# Building my own stand



## Julie's Julies (Jul 17, 2007)

I need to build my own stand. It would be for a standard 55-gallon glass tank. My current 55-gallon is on a manufactured stand that basically has thick legs at each corner of the tank and then some 2x4's running along the top perimeter of the stand on which the tank sits. The center is hollow. 

If I copy this example using 4x4's for the legs, will this be sufficient? My current tank is plexi and my new one is glass, so there is a little bit of weight difference and I want to make sure my home-made stand will hold the recommended 500lb. weight. 

Thanks for any suggestions, recommendations, and insight.


----------



## emc7 (Jul 23, 2005)

Better go up a little on your weight estimate. 458 lbs for just 55 gallons of water, not counting tank, gravel, lights, etc. But I do think 4x4 would be sufficient (they hold up my 2nd story deck). A glass tank only needs support around the edges. Look at where the tank is going. If the legs would sit between joists, I'd make the bottom similar to the top to spread out the weight and avoid floor dents. If the legs will sit on joists, you'll be fine with legs.


----------



## Danh (Feb 19, 2007)

You can use two stacks of cinder blocks.. one stack on each side. The stand for an acrylic tank should really support the entire bottom of the tank.


----------



## Julie's Julies (Jul 17, 2007)

Thanks for the info.

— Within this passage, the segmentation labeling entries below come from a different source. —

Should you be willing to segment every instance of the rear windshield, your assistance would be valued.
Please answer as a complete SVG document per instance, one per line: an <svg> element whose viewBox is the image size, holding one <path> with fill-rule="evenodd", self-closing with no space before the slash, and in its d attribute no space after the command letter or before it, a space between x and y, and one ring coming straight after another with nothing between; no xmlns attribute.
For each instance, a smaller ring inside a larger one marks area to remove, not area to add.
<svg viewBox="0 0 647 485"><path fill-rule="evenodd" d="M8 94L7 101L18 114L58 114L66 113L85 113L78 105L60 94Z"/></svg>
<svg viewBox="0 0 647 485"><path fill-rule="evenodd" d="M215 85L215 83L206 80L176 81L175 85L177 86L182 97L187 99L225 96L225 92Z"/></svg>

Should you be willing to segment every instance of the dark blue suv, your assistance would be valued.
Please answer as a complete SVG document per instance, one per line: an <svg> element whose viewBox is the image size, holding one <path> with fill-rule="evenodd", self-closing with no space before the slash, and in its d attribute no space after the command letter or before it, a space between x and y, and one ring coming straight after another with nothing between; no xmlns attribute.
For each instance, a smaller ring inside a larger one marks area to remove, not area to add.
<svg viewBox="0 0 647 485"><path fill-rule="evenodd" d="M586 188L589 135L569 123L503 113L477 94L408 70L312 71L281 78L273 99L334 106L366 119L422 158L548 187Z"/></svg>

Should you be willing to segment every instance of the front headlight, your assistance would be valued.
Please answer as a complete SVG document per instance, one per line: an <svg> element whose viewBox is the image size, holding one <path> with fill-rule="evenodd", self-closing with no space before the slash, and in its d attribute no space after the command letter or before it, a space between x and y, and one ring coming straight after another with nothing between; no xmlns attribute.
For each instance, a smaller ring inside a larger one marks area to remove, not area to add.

Our floor is concrete, so there's no worry about where the legs land on the floor. It is a good thing to consider, though, if we ever move...so maybe I will take that precation anyway.

I didn't know about plexiglass tanks needing support all across the bottom. Thank you for pointing that out. We will see what we can to to fix that.


----------



## Gump (Aug 2, 2006)

Here is how i built the stand for my 75 and its way over kill. You really don't need 4x4s but it its only a few extra dollars just make sure you cut them clean as a circular saw wont make it in one pass.


----------



## emc7 (Jul 23, 2005)

Gump, thats awesome, solid and square. How did you hold the cross pieces (top and bottom middle) in? I don't see any fasteners. 

I made a headboard out of 2 x 4s and wanted to put screws through the 4" side, but couldn't find any 6" screws.


----------



## Gump (Aug 2, 2006)

That was weird, it was showing two of the same pic so I uploaded the three again. To hold the center pieces in i put screws in at an angle (can't remember the term) from the center to the main frame. You can see the black dot(screw head) on the right side of center piece in the 2nd pic. I also put a piece of plywood on the bottom to make a flat bottom for the filter to sit on.


----------



## Danh (Feb 19, 2007)

Toe nail/screw is the term for angling them. Nice stand gump. I also like your 450 stand.. Although I feel that my cinder blocks do the trick just as well, without so much work. I draped a piece of black fabrick over mine to make it look better.. although with your 450 you have much more space underneith. I agree your 75 is overkill... A glass tank definitely doesn't need to be supported with ply.. nor does it need 4x4.. but it will DEFINITELY do. Doesn't appear to be too expensive... and rather than panneling it, apply the black fabric drap to help with save $$$


----------